There is new high fencing around the Texas community’s public school campuses that still isn’t finished, a heavy police patrol that many families don’t trust and no classes ever again at Robb Elementary School, three months after a gunman with an AR-15-style rifle killed 19 children and two teachers inside two adjoining fourth-grade classrooms.
Ashley Morales is putting her son, Jeremiah, back in class — because she says she has no other choice as a working single mother. She said she would drop him off outside Uvalde Elementary on the first day, as parents weren’t allowed inside.
“I’m just nervous, scared,” said Morales, whose son was a third-grader last year at Robb Elementary and lost three friends in the May 24 massacre. During a recent “Meet the Teacher” night, she felt a rush of anxiety walking down the school hall.
“Oh my gosh, it’s actually going to happen,” she said. “School is going to start.”
Students began arriving at Uvalde Elementary before dawn Tuesday, walking through newly installed 8-foot (2.4-meter) metal fencing that surrounds the campus and past a state trooper standing guard outside an entrance. Colorful flags hung inside the hallways and teachers wore turquoise shirts that read “Together We Rise & Together We Are Better” on the back. State troopers were parked on every corner outside the school.
Teachers hugged students climbing out of cars in the drop-off line and guided them toward a line of teachers in turquoise shirts who were waiting for them behind the fence.
“Good morning, sunshine!” one teacher could be heard saying. “You ready to have a good school year?”
Although school started weeks ago in many parts of Texas, officials pushed back the first day of class in Uvalde after a summer of unfathomable heartache, anger and revelations of widespread failures by law enforcement who allowed an 18-year-old gunman to fire inside the adjoining classrooms for more than 70 minutes.
Despite pushing back the start of the school year, Uvalde school officials said several enhanced security measures remain incomplete, including installing additional cameras and new locks.
The Texas Department of Public Safety has committed to putting nearly three dozen state troopers on Uvalde campuses — but that was of no comfort to some families since there were more than 90 state troopers on scene during the attack.
More than 100 families in Uvalde signed up for virtual school, while others pulled their kids out of the district and enrolled them in private schools. One teacher who was shot in the abdomen and survived, Elsa Avila, wouldn’t be greetings students for the first time in 30 years because she is still recovering.
A damning report by a Texas House committee found that nearly 400 officers in all rushed to Robb Elementary after the shooting but hesitated for more than hour to confront the shooter. Body camera and surveillance footage showed heavily armed officers, some holding bulletproof shields, stacked in the hallway but not advancing to the classroom.

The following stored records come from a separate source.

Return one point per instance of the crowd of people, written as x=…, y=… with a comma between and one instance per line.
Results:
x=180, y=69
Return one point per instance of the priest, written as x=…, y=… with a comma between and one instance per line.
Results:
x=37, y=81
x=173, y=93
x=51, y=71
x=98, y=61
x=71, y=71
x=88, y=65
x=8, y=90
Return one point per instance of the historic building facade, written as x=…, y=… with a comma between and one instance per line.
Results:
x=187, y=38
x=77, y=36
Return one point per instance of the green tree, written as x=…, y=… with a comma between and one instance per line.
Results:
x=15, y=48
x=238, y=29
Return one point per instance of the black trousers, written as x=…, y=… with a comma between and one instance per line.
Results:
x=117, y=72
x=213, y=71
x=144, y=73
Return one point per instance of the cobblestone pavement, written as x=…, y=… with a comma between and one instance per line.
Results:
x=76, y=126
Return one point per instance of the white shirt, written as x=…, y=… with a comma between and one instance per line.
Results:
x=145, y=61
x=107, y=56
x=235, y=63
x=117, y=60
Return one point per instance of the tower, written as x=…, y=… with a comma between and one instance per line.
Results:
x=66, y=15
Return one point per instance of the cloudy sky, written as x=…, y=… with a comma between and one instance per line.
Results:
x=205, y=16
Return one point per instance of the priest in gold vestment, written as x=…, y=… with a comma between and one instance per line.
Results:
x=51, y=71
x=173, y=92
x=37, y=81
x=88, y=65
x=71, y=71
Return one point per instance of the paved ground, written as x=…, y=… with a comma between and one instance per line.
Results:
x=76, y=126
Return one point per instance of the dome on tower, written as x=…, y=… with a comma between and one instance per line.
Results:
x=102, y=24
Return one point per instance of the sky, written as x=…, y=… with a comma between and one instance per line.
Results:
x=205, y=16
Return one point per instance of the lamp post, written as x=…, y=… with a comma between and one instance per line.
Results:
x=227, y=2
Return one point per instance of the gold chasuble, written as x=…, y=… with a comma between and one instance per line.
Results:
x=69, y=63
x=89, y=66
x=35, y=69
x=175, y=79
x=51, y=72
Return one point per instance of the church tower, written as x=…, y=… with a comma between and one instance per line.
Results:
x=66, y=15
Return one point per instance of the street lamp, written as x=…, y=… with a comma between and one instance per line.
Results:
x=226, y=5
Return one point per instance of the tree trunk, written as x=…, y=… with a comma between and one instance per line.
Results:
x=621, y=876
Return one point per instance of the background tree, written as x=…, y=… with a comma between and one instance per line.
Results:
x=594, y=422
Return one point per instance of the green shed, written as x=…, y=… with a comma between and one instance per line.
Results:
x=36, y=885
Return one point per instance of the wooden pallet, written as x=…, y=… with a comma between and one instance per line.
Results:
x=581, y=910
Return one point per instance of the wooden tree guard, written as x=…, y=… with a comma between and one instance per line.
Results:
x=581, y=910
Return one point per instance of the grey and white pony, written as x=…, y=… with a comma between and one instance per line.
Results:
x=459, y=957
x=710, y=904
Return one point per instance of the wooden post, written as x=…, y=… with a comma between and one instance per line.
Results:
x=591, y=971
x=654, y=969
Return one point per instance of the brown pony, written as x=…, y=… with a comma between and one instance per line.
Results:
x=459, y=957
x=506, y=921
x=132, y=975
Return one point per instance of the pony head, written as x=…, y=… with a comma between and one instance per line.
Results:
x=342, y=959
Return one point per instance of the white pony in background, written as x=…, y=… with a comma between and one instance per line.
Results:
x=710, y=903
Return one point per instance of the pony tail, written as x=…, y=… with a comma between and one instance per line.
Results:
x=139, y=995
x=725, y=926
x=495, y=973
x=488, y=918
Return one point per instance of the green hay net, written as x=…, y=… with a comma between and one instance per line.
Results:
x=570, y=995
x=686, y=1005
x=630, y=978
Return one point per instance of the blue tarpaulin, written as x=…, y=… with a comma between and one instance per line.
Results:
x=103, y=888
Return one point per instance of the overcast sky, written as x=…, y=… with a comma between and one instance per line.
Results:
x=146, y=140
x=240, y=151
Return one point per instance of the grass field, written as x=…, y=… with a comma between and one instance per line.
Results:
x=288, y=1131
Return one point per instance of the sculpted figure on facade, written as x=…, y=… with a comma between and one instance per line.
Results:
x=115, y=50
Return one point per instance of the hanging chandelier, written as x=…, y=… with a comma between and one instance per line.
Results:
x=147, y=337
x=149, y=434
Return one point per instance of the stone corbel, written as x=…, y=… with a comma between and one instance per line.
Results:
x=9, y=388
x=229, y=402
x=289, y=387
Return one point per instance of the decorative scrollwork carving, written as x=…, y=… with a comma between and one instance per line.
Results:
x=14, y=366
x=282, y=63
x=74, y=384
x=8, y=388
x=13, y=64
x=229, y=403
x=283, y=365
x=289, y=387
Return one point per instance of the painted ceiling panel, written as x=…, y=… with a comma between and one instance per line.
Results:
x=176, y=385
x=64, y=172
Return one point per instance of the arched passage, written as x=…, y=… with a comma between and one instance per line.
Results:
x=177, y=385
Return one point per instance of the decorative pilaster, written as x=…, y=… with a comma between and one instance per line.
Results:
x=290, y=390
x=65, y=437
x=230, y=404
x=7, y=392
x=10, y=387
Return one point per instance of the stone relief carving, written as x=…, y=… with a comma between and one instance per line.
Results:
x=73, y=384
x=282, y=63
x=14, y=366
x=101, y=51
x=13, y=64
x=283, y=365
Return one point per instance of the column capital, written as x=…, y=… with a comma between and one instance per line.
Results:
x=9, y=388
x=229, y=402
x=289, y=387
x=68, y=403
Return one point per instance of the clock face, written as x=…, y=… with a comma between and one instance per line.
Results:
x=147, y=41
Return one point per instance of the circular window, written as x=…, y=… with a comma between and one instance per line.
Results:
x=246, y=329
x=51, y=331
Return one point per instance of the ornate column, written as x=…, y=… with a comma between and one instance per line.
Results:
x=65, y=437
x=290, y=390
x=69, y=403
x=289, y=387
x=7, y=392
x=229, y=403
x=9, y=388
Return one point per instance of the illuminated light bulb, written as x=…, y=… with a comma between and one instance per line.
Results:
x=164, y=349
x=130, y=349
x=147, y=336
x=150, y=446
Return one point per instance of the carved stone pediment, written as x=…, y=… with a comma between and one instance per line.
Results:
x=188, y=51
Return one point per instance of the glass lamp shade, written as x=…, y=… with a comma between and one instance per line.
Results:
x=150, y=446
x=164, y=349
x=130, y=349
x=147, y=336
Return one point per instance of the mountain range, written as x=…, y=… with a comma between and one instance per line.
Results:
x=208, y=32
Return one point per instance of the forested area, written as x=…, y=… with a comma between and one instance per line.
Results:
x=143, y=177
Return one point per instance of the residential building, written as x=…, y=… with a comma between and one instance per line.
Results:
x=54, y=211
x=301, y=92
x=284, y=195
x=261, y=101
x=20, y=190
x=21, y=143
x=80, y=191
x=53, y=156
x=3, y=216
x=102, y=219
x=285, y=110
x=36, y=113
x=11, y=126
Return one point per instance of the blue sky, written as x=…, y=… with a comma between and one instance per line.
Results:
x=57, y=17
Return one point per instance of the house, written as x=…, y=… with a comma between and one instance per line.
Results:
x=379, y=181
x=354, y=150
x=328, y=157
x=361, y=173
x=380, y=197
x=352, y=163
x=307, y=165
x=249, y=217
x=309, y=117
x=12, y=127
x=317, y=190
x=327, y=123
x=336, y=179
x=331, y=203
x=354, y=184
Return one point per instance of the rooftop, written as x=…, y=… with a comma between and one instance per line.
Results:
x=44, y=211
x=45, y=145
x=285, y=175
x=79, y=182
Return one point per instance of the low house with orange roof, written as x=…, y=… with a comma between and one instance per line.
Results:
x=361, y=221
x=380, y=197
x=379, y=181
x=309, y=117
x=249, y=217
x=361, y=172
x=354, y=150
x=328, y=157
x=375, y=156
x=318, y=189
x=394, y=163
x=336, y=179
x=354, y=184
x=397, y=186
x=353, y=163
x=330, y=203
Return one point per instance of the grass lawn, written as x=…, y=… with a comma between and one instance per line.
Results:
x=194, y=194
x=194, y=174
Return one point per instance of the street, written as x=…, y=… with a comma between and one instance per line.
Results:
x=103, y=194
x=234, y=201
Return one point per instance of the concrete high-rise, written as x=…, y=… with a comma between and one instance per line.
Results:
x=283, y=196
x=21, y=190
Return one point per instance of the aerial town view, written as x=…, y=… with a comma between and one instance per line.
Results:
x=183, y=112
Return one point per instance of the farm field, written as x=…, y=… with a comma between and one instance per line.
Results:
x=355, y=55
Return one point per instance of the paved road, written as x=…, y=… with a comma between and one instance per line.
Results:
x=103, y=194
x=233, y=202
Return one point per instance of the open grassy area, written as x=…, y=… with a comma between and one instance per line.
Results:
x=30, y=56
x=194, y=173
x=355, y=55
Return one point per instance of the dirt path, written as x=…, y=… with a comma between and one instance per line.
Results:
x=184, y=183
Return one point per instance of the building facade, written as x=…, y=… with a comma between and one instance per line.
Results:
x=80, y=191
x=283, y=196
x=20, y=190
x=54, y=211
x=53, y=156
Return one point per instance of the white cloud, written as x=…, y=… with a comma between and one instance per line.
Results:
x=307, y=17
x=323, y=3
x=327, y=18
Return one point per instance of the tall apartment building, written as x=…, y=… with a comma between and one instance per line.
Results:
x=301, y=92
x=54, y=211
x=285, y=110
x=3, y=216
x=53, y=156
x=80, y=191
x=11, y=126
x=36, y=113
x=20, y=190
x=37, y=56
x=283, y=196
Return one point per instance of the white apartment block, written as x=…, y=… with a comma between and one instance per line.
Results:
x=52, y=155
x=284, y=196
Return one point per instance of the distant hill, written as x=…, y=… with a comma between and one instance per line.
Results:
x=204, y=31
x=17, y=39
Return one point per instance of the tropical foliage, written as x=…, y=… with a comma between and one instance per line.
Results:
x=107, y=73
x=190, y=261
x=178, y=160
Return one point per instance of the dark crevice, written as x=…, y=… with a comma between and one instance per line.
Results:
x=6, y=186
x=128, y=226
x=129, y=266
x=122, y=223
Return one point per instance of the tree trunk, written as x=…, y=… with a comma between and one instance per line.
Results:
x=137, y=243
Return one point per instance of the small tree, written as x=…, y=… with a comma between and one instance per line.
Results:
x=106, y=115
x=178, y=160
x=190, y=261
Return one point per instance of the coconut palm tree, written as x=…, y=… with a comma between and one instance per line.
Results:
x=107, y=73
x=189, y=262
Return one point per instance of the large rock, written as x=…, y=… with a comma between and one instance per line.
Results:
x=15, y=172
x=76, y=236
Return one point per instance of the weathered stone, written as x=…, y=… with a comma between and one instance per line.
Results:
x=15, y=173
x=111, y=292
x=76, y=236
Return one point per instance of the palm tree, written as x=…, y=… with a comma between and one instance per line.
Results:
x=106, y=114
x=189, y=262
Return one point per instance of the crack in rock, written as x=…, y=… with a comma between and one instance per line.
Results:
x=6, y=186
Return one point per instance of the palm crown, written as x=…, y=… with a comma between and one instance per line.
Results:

Steve McCraw, head of the Texas Department of Public Safety, called the response “an abject failure.”
Last month, the Uvalde school board fired district police Chief Pete Arredondo, who McCraw and the House report accused of failing to take control of the scene and wasting time by looking for a key for a classroom door that was likely unlocked. The firing has not quieted demands for others to face punishment. One other officer — Uvalde Lt. Mariano Pargas, the acting police chief that day — has been placed on administrative leave.